Sadly, as it so often happens, the universe does not care about our presumptions and plans. Fuck cancer.

Behind the Iron Curtain part 19 – Pionýr

These are my recollections of a life behind the iron curtain. I do not aim to give perfect and objective evaluation of anything, but to share my personal experiences and memories. It will explain why I just cannot get misty eyed over some ideas on the political left and why I loathe many ideas on the right.

In my opinion, totalitarian regimes are very good at recognizing one crucial fact of life – it is important to reach children as soon as possible and indoctrinate them into your ideology, because later on it might not work. Throughout history of totalitarian regimes therefore are many examples of youth’s organizations whose main purpose was political.

The communist regime in former Soviet bloc was no different and the youth organization in our country was named “Pionýr” a derivative of the word pioneer, attempting to imply boldness and strength to freely explore hitherto unexplored. Where “freely” means “in the direction the party allows and if the conclusions confirm with party line”.

It started at an early age, about seven years, with a membership in “Jiskra” (spark), an organisation that was essentially preparing children for future membership in pionýr.

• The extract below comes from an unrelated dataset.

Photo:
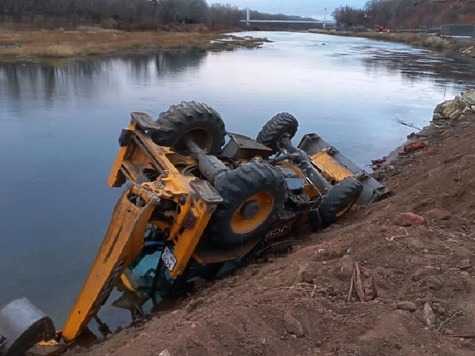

After that, at the eight-nine years of age, the child could enter the Pionýr organization and become a full member.

Membership was confirmed by a public pledge first as Jiskra, then as Pionýr. I do not remember my Pionýr pledge, but I do remember some feelings about being overwhelmed by the Jiskra one, to the point that I still remember the first sentence of the pledge – but I had to look up the rest. I had my heart in my throat as I was standing in an auditorium in front of most of the town and piping up the pledge loud enough to be heard. I also remember that I actually believed and meant what I was saying.

Here are the translations (not trying to convey the cadence and rhyming of the originals):
Jiskra – “Slibuji dnes přede všemi, jako jiskra jasná, chci žít pro svou krásnou zemi, aby byla šťastná” – Like a bright spark I promise in front of all, that I want to live for my beautiful country so it can be happy.

Pionýr: “Slibuji před svými druhy, že budu pracovat, učit se a žít podle pionýrských zákonů, abych byl dobrým občanem své milované vlasti, Československé socialistické republiky, a svým jednáním chránit čest pionýrské organizace Socialistického svazu mládeže.” – I promise in front of my comrades, that I will work, learn and live by pionýr law, in order to become good citizen of my beloved country, Czechoslovak Socialist Republic, and with my behaviour I promise to guard the honor of the Pionýr organization of Socialist Youth Association.

Membership in Pionýr was not compulsory. But it was not compulsory in the sense “it is voluntary, but you must”. In my class, there were a few children who were not members, and our teacher – a fanatical communist to this day – did give them some grief for that. Remember what I said about education? Not being a member of Pionýr was a huge hindrance to getting meaningful highschool education, and made it nigh impossible to get into university later on. So most children entered the organization even when privately they and their parents disagreed with the regime.

I do not remember much about what we were doing in the name of the organization as such, apart from a few summer camps to which I went, and a few marches on memorable occasions (like of May). Maybe I will remember something more later.

I still have my red scarf in the cupboard, despite not agreeing with communist philosophy. I do not know why.